[Letterhead of NetEase.com, Inc.]

 

October 13, 2011

 

Ms. Mara Ransom

Ms. Angie Kim

Mr. William H. Thompson

Mr. Adam Phippen

Division of Corporation Finance

Securities and Exchange Commission

100 F Street, N.E.

Washington, D.C. 20549

 

Re:                             NetEase.com, Inc. (the “Company”)

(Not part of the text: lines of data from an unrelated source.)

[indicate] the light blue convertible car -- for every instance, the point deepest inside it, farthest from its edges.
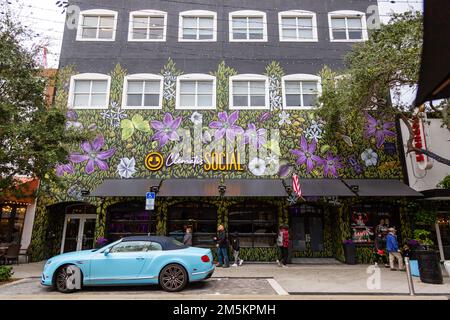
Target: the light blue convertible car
(130, 261)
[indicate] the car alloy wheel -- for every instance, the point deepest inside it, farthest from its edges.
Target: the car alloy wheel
(173, 278)
(65, 279)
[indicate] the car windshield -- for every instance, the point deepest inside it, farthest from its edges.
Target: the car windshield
(177, 243)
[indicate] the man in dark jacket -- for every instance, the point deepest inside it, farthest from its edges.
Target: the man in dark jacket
(235, 245)
(222, 247)
(393, 250)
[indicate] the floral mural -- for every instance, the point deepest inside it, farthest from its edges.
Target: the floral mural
(131, 134)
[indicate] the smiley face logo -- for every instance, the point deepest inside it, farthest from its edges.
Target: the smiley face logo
(154, 161)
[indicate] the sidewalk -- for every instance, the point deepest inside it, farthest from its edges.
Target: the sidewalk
(309, 279)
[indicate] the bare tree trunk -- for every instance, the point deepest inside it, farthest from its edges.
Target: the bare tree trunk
(410, 146)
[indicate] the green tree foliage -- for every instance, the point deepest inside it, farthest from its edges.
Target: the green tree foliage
(390, 59)
(33, 137)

Form 20-F for the Fiscal Year Ended December 31, 2010

Filed June 22, 2011

File No. 0-30666 (the “2010 Form 20-F”)

 

Dear Ms. Ransom, Ms. Kim, Mr. Thompson and Mr. Phippen:

 

The Company is providing the following information in response to the comment letter dated September 27, 2011 received by the Company from the Staff (the “Staff”) of the Securities and Exchange Commission (the “Commission”) in connection with the Staff’s review of the Company’s Form 20-F for the fiscal year ended December 31, 2010 (the “Letter”).  For your convenience, we have set forth each of your comments below followed by our response to each comment.

 

Form 20-F for Fiscal Year Ended December 31, 2010

 

Item 5. Operating and Financial Review and Prospects, page 43

 

B. Liquidity and Capital Resources, page 60

 

1.                                      We reviewed your response to comment six in our letter dated August 8, 2011 and understand that you will include additional disclosures in other sections of the document in future filings.  Notwithstanding, please include a discussion of your funding policies and objectives in terms of the manner in which treasury functions are controlled, including how cash is transferred within the corporate structure, and the current currencies in which cash and cash equivalents are held.  Refer to Item 5.B.2 of Form 20- F.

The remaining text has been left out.